O líder do PSD, Passos Coelho, iniciou a sua conquista do poder cultivando uma certa aura bonapartista e fazendo da serenidade discursiva uma arma. Ao animal feroz e inflamado opunha-se então a palavra doce e avisada de um líder aparentemente jovem e sem vícios que iria desfazer um equívoco chamado Sócrates, cujas falhas de carácter teriam sido postas em destaque nos casos mal explicados em que o seu nome aparecia. A verdade tornou-se numa arma da eloquência “passista”. Que, no entanto, era capaz de jogar no mesmo campo do seu adversário. Ora recorrendo a figuras de proa, como Miguel Relvas ou Miguel Macedo, ora fazendo uso dos múltiplos peões de brega que compõem o proletariado da sua direcção e que se especializaram na protecção ao cavaleiro por mais inapto que seja.

 

Quando, em 12 de Março pp., Passos Coelho justificou a recusa do PEC IV eu acreditei nele. Eu e muitos mais portugueses. Estavam em causa questões de princípio, de lealdade institucional. O homem era um “malandro” que enganava os portugueses. O silêncio de José Sócrates contribuiu para essa convicção quando o líder do PSD afirmou que todos tinham sido surpreendidos. Passos Coelho afirmara que “a oposição, reunida na véspera a discutir uma moção de censura no parlamento, não soube de nada” e que ele próprio apenas por um telefonema do primeiro-ministro ficara a saber da existência do PEC IV e dos compromissos assumidos em Bruxelas. Não duvidei que estivesse a falar verdade. Não podia era adivinhar que a verdade omitisse um elemento tão essencial para a compreensão dos factos, isto é, da própria verdade, como o não ter dito que fora informado do PEC IV não “apenas pelo telefone”, mas também que tinha sido recebido, nesse mesmo dia, em S. Bento, pelo primeiro-ministro. E que este o colocara, enquanto líder do maior partido da oposição, presume-se, ao corrente do que se passara em Bruxelas.

 

A falta de respeito inicial pelo estatuto do líder da oposição era, afinal, a rejeição do facto consumado. Ambas as razões podem ser válidas. Só que a tónica foi colocada na primeira. A segunda completava a falta de respeito. Afinal, as “falhas de carácter”, que Marques Mendes - tão lesto - apontou a José Sócrates, em Abril de 2007, acabam por se revelar em toda a sua plenitude no actual líder do PSD. Michels não se enganou.
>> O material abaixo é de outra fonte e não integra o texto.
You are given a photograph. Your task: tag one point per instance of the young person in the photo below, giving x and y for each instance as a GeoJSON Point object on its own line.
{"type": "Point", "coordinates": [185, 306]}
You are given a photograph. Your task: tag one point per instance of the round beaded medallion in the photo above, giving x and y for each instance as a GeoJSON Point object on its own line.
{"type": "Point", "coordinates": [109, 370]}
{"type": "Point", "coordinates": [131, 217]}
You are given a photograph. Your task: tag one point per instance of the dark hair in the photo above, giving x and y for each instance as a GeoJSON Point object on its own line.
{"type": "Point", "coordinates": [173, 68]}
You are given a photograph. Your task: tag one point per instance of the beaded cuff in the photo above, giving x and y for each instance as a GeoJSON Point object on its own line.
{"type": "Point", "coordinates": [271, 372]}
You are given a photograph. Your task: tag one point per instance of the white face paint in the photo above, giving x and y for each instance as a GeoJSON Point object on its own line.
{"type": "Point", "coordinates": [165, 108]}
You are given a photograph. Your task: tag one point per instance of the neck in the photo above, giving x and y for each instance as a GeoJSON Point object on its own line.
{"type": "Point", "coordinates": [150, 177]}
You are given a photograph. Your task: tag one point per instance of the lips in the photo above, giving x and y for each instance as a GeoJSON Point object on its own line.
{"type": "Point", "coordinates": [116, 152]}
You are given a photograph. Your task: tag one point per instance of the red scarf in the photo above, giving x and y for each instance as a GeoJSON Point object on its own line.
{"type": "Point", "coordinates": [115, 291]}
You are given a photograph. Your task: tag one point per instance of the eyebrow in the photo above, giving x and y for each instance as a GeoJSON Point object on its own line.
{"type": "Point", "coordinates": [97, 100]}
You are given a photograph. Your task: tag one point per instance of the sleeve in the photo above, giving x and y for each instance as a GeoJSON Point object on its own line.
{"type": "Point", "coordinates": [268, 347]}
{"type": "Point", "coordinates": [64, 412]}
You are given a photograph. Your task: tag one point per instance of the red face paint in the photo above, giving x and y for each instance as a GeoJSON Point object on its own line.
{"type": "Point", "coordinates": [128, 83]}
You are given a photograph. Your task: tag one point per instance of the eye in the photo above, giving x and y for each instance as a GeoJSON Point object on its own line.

Passos Coelho é o melhor exemplo da metamorfose do dirigente no processo de ascensão ao poder. Sócrates já é passado. Como aqui neste espaço escrevi, há apenas dois dias, a um coelho sucede uma lebre.

 

O que agora os portugueses podem perguntar a si próprios é o que esperar de um tipo como Passos Coelho, alguém que ainda não chegou ao poder e já actua desta forma. Dir-se-á que não é virgem e que até Cavaco Silva incorreu no mesmo erro da omissão de factos. Pois é verdade. Mas quem numa questão destas, quando ainda não detém o poder executivo do Estado e precisa de conquistar os votos dos eleitores, actua já desta forma tão ínvia, imaginem o que não estará disposto a fazer quando a sua clique, devidamente orquestrada pelos “Relvas”, os “Jardins”, os “Mendes” e os “Marcos”, se vir instalada em S. Bento, contando com a passividade do Presidente da República?

 

Quem está de parabéns é Marcelo Rebelo de Sousa. Em boa hora, com a sua notável argúcia, rejeitou prefaciar o livro encomiástico e autobiográfico de um homem que de invulgar só pode apresentar a confrangedora vulgaridade do seu percurso académico e profissional. E hoje a transparente mediocridade da sua actuação e pensamento político. O convite a Fernando Nobre para encabeçar a lista de deputados por Lisboa foi mais um sinal. De um cata-vento político que se deixou instrumentalizar da forma que todos viram depois de alguém o convencer que tinha talento para a política não se estranha tal atitude. De um líder que apregoa a sua seriedade como cartão-de-visita seria legítimo esperar outros métodos. Tão pouco tempo de liderança e aí está ele em todo o seu esplendor. Quarenta e oito horas bastaram. Não admira que haja quem com toda a bazófia se prepare já para “despachar” mais um líder do PSD. Em boa verdade, PPC depois do que não disse e tem andado a fazer que diz não merece outra coisa. O País dispensava a repetição da dose. Só que, infelizmente, será esse o cenário com que todos teremos cada vez mais que contar. Nós e o FMI/FEEF.

 

Enfim, como sublinhou um autor (Garcia Clancini, 1995), assistimos a uma curiosa reversão temporal. Ao mesmo tempo que vivemos uma revolução tecnológica acelerada e dirigida para o futuro, há uma regressão social que atira a actual noção de cidadania para os séculos XVIII e XIX. E isto é tão mais grave quanto a “geração à rasca” já se devia ter apercebido disso para não ser mais um instrumento dessa regressão cultivada pelos nossos dirigentes políticos. O Congresso do PS e as declarações de Passos Coelho bastam.

 

A actual “geração à rasca” ainda tem a casa dos pais para se abrigar. Os seus filhos e netos provavelmente não terão, porque a essa sucederá uma geração ainda mais à rasca, dominada pelas poses bonapartistas dos actuais dirigentes. Um bonapartismo só de pose. Não na essência. Porque se persistirmos nos actuais modelos de participação e liderança, acabaremos todos não por sermos como o corso, mas por sermos como eles: isto é, definitivamente sonsos, medíocres, mansos e sempre à rasca.

 

Oxalá que por essa altura eu já tenha sido poupado a um destino que tem tanto de medonho quanto de merdoso.